Role of calcineurin and ionotropic glutamate receptors in Alzheimer's disease: A systematic review

Abstract

Alzheimer's disease (AD) is a progressive neurodegenerative disorder characterized by cognitive decline, memory loss, and behavioral changes. Calcineurin (CaN), a calcium/calmodulin-dependent serine/threonine phosphatase, is hyperactivated in AD, leading to enhanced neuroinflammation, synaptic dysfunction, and tau hyperphosphorylation. Similarly, the dysregulation of ionotropic glutamate receptors (iGluRs), particularly NMDA receptors in the context of AD, aggravates excitotoxicity, which in turn contributes to neuronal damage and cognitive deficits. Moreover, AMPA and kainate receptors also play significant roles in synaptic plasticity and neurodegeneration.
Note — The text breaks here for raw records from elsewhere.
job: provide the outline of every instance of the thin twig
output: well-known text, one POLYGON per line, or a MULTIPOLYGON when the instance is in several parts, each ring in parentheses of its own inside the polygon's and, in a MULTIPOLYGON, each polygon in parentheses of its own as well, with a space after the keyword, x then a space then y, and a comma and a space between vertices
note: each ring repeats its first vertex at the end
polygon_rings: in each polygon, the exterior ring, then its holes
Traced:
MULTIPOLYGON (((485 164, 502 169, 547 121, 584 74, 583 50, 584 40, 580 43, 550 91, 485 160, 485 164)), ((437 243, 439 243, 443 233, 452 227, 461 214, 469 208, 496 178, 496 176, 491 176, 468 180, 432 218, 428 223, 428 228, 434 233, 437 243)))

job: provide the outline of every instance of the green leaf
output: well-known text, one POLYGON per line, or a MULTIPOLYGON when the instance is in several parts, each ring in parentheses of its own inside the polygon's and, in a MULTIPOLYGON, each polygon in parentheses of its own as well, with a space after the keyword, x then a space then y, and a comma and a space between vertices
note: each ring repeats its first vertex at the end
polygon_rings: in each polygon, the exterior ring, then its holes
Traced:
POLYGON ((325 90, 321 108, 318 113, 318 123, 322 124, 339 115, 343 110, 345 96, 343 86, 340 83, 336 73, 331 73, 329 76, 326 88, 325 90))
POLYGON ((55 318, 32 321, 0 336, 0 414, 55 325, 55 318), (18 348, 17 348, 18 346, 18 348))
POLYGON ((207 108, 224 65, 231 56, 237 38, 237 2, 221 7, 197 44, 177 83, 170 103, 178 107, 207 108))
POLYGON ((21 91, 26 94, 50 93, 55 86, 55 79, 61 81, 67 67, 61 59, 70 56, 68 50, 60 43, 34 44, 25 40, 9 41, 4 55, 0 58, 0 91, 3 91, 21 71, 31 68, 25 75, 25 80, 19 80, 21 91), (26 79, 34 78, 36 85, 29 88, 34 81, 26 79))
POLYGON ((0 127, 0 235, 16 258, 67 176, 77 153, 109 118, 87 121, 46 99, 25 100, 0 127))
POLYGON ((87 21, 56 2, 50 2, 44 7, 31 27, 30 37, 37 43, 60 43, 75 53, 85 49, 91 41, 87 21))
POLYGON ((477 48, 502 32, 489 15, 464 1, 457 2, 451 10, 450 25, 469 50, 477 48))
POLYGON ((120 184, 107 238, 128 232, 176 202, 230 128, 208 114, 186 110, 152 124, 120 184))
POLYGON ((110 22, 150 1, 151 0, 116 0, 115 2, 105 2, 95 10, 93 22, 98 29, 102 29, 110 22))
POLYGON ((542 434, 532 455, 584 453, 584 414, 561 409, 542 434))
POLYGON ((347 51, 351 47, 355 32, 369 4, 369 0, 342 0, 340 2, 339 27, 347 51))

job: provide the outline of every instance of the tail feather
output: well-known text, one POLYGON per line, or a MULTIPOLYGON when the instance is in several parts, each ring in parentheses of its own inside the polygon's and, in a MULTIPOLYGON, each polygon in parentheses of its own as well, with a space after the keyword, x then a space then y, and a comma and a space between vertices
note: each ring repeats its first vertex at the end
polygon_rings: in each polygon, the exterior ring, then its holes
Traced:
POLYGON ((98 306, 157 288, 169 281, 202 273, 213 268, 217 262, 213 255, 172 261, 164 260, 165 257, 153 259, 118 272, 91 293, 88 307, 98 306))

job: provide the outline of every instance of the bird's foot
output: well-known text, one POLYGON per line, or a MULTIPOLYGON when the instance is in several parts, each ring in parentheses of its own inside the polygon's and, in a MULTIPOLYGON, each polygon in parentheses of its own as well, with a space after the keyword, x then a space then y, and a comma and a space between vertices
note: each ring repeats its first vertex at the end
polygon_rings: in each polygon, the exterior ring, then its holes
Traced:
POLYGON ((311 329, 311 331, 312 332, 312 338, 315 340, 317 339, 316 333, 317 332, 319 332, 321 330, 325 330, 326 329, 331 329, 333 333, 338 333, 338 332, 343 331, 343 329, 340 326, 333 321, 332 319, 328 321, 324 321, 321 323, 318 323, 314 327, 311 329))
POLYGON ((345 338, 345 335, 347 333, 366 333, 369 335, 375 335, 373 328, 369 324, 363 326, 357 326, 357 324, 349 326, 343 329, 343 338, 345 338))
The intricate interplay between CaN and iGluRs, specifically NMDA, AMPA, and kainate receptors, through various signaling pathways plays a crucial role in AD pathogenesis. Therapeutic approaches targeting the CaN-iGluR axis, including CaN inhibitors and iGluR modulators, have the potential to mitigate the progression of AD and improve cognitive functions associated with the disease.

This systematic review aims to consolidate current knowledge on the molecular mechanisms underlying CaN and iGluR dysregulation in AD and discuss their potential as therapeutic targets. Future investigations should prioritize elucidating the precise interactions between CaN and iGluRs, as well as developing selective modulators to enhance the efficacy and safety of therapeutic interventions for AD.